Since the practice of physiotherapy emerged as a field based largely on manual work with the body, it has become problematic to find a formula in which touch and corporeality in therapy would not have sexual connotations. Physiotherapy is nowadays classified in the so-called bodywork category, where the body is, on the one hand, the physiotherapist’s working tool and, on the other, the object of work (Krzesicka 2019; Twigg et al. 2011). The issues of desexualisation of the body and the therapeutic relationship remain quite relevant and have been reflected in the biomedical approach, rooted in the Cartesian concept of the body-as-machine. In this way, the practice of physiotherapy came closer to the model of doctors’ work: the therapy was set on a couch either in a hospital environment or in a desensitised office, and physiotherapists donned uniforms—medical gowns (Gimlin 2007; Nicholls and Holmes 2012). Meanwhile, current philosophical discourse and the social sciences tend to consider embodiment to a much bigger extent from a phenomenological perspective, following Merleau-Ponty in recognizing the experience of the body as an essential element of perception and a way of being-in-the-world, and even “that the bodily-self constitutes the most fundamental form of the conscious mind” (Przybylski 2015, 55–56; Długołęcka 2019). And, consequently, the issues of embodiment and the relationship to one’s own body and to the body of another person are of integral importance to both parties involved in the physiotherapy encounter, albeit differing in their social roles.
While corporeality is an inseparable part of the sense of identity, touch, in Ratcliffe’s (2012) terms, determines body awareness. Touch carries the meanings given to it by the toucher and the touched person. It can be a means of expression of “giving”: care, tenderness, love, safety, presence; on the other hand, it can also express “taking”: desire, appropriation, domination, violence. In physiotherapy, touch is an indispensable diagnostic and therapeutic tool.

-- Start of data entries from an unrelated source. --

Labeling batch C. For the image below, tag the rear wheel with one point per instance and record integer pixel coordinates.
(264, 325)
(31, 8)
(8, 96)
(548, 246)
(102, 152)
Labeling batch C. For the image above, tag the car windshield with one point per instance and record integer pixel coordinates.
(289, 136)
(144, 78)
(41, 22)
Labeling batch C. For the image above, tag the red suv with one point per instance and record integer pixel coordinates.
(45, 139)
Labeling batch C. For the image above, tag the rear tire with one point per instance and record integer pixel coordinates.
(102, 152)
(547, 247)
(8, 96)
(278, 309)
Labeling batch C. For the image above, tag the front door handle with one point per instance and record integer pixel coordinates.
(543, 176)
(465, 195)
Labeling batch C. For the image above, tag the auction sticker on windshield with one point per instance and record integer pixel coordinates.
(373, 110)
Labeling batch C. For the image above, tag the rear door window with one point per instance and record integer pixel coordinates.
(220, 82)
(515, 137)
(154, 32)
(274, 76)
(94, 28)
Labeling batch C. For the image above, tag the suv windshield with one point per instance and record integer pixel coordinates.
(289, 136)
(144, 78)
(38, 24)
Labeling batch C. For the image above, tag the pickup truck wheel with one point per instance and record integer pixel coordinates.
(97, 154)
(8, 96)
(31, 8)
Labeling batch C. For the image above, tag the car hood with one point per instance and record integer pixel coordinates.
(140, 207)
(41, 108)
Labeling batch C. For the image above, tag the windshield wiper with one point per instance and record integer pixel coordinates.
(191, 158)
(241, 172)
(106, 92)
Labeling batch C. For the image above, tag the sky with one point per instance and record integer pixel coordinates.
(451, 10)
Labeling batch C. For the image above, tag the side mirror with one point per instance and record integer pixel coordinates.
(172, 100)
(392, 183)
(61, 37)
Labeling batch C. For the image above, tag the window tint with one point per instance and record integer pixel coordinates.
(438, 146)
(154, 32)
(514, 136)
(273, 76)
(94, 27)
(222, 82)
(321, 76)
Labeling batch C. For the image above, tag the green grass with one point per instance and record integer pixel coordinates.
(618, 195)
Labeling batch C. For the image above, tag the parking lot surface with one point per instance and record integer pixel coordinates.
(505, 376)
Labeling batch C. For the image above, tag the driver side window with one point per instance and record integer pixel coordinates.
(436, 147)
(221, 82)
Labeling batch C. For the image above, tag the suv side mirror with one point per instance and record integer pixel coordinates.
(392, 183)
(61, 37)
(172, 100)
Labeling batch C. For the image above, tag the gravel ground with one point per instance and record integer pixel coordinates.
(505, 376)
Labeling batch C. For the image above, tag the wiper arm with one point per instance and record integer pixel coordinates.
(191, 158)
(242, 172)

In the context of a physiotherapy session, two categories of touch may be distinguished: therapeutic touch, which includes diagnostic, intervention, accompanying, and informative types of touch, and non-therapeutic touch, which includes caring touch, relationship building, and preparation of the patient (Przyłuska-Fiszer and Wójcik 2020; Davin et al. 2019). On the other hand, in a meta-ethnographic study comprehensively covering the health professions (nursing, medicine, physiotherapy, osteopathy, counselling, psychotherapy, and dentistry) Kelly et al. (2018) hypothesized that touch in the therapeutic relationship can be: “(I) an expression of caring or (II) demonstration of power, and that it (III) requires safe space.” By investigating the importance of touch in particular fields, they have established that (in the opinion of patients or therapists) touch plays a therapeutic role in physiotherapeutic and osteopathic practice because it is a tool for communication and for showing care intended to establish a relationship, giving a sense of security (Kelly et al. 2018). Touch carries with it the meanings given to it by the person doing the touching and the one being touched, but the same act of touching can acquire different meanings for the two persons (and another meaning for the person who observes from the outside). By accepting touch, an internal calculation is made, on the basis of which the acceptability of the touch is assessed. As criteria for this calculation, Heslin and Alper (1982 as cited in Benjamin and Sohnen-Moe 2013, 134) specify the following: What part of the other person’s body is touched? What part of my body is touched? How long does the touch last? What is the strength of the touch? Was there any movement after the contact was made? Is anyone witnessing the touch and if so, who? What is the relationship between me and the person who is touching me? What situation did the touch take place in? What words accompany the touch? What non-verbal behaviour accompanies it? What are my past experiences with the person who is touching me?
One important area of analysis in this paper will be the importance that respondents ascribe to touch, the extent to which they distinguish between different modalities of the tactile relationship, and whether they have experiences (and which ones) of crossing boundaries within touch.
Intimacy, in general, means something of very personal nature. Edward T. Hall has defined intimate social distance, under which he included the distance of sexual activity, wrestling, protecting, and comforting (Hall 1990, 117–118). The category of intimacy can be interpreted much more broadly, as the hard-to-define privacy of inner life, probably best described by Mariola Bieńko (2013, 10):
The essence of intimacy is inaccessibility due to the subjectivity and uniqueness of experiences. It is a sphere of the most inner and often undisclosed sensations, quite difficult to express, an individual’s own secret history, a fragile social relationship that requires both a plan and a strategy, as well as discretion and tact to survive in its unique and exceptional nature. One could risk the thesis that it does not require a definition at all, as it is felt, practised and ultimately discursively inexpressible.